Les premiers temps, les événements qui se déroulent au Japon ont paru effacer en horreur tous les autres drames qui ont déjà rythmé le début du siècle, l’effondrement des tours du W.T.C., le tsunami asiatique, le tremblement de terre d’Haïti. Un séisme gigantesque suivi d’un tsunami dévastateur puis d’une catastrophe nucléaire qui pourrait contaminer une partie de la planète, qui dit mieux ? A part une guerre nucléaire, même à Hollywood, on ne voit pas comment battre ce record. Mais peu à peu, alors que montait l’apocalypse, j’ai essayé de trouver les côtés positifs de ces événements. On dit qu’il y a toujours deux faces à chaque épisode de la vie – le yin et le yang. Le yang ici, c’est d’abord, le flux de connaissances que la catastrophe nucléaire japonaise nous a permis d’ingurgiter.
En quelques jours, des spécialistes de tous poils sont parvenus à m’apprendre sur le tas des notions que mes profs d’athénée n’ont jamais effleurées pendant des années (pour ne pas me faire peur ?) et mon vocabulaire s’est enrichi d’une centaine de mots nouveaux. Je sais tout de la différence entre fusion et fission. Je ne sais pas si ça me sauvera la vie à la prochaine catastrophe mais au moins, je ne passerai pas pour un péquenot dans les dîners en ville.
Il faut aussi éviter de dire aux Japonais qu’ils risquent d’être « irradiés » alors qu’ils seront « contaminés ». Dans l’un et l’autre cas, on meurt. Mais pas de la même façon, ce qui a l’air de faire beaucoup saliver les scientifiques.

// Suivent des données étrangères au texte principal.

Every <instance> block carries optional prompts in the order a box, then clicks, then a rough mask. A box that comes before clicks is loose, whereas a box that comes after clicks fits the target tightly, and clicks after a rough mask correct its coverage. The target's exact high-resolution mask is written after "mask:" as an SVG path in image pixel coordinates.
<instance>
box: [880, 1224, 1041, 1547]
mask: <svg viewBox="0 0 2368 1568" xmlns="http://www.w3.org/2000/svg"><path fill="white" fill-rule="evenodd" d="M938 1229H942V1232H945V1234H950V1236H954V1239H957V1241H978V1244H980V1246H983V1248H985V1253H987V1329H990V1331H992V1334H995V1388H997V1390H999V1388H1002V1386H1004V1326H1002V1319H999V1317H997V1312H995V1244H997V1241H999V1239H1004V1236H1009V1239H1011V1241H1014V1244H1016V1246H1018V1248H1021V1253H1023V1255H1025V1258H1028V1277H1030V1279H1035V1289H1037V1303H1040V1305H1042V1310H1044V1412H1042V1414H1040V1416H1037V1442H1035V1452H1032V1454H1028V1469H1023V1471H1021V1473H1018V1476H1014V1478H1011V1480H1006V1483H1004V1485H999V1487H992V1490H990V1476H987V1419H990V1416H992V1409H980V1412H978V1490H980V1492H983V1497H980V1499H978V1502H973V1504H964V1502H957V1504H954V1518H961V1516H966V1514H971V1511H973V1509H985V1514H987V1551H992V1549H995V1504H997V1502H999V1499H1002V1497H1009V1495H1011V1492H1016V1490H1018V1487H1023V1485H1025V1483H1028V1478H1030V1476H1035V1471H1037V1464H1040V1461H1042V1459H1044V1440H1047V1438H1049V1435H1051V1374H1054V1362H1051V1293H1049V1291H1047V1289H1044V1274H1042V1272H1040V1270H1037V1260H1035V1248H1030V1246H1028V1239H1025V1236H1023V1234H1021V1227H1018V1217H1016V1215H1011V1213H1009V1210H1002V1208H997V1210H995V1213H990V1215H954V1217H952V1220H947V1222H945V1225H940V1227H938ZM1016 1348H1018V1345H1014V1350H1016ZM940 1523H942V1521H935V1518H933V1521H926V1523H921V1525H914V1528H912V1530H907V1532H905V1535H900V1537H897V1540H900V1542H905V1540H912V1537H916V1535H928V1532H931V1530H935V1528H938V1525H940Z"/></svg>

J’ai aussi appris que l’on ne compte plus, comme je le faisais bêtement, en Curie. Fini, le Curie ! On évalue la teneur en éléments radioactifs (si on a le temps) en Becquerel, unité qu’il ne faut pas confondre avec le Becherel, lequel nous apprend à décliner convenablement en français. Remarquez, après une solide dose de Becquerel, on est aussi assuré de décliner définitivement…
Autre super yang du jour : l’énergie nucléaire est une énergie propre, répètent les spécialistes. A voir ses effets, il faut comprendre par là que les morts radioactifs ne laissent pas de traces désagréables pour les survivants. Ni sur la vie et les intérêts de ceux qui ont misé sur le tout nucléaire.
Aucune installation industrielle n’est plus sûre, ni plus surveillée qu’une centrale nucléaire, nous a-t-on encore asséné. Ah bon ? Qu’on m’explique alors pourquoi tous ces petits génies n’ont pas eu conscience en construisant leurs Lego sur des failles sismiques qu’une petite secousse risquait de faire s’écrouler leur château de sable.
« Il y a deux choses d’infini au monde, disait Einstein : l’univers et la bêtise humaine. » Il ajoutait aussitôt : « Mais pour l’univers, je n’en suis pas très sûr ».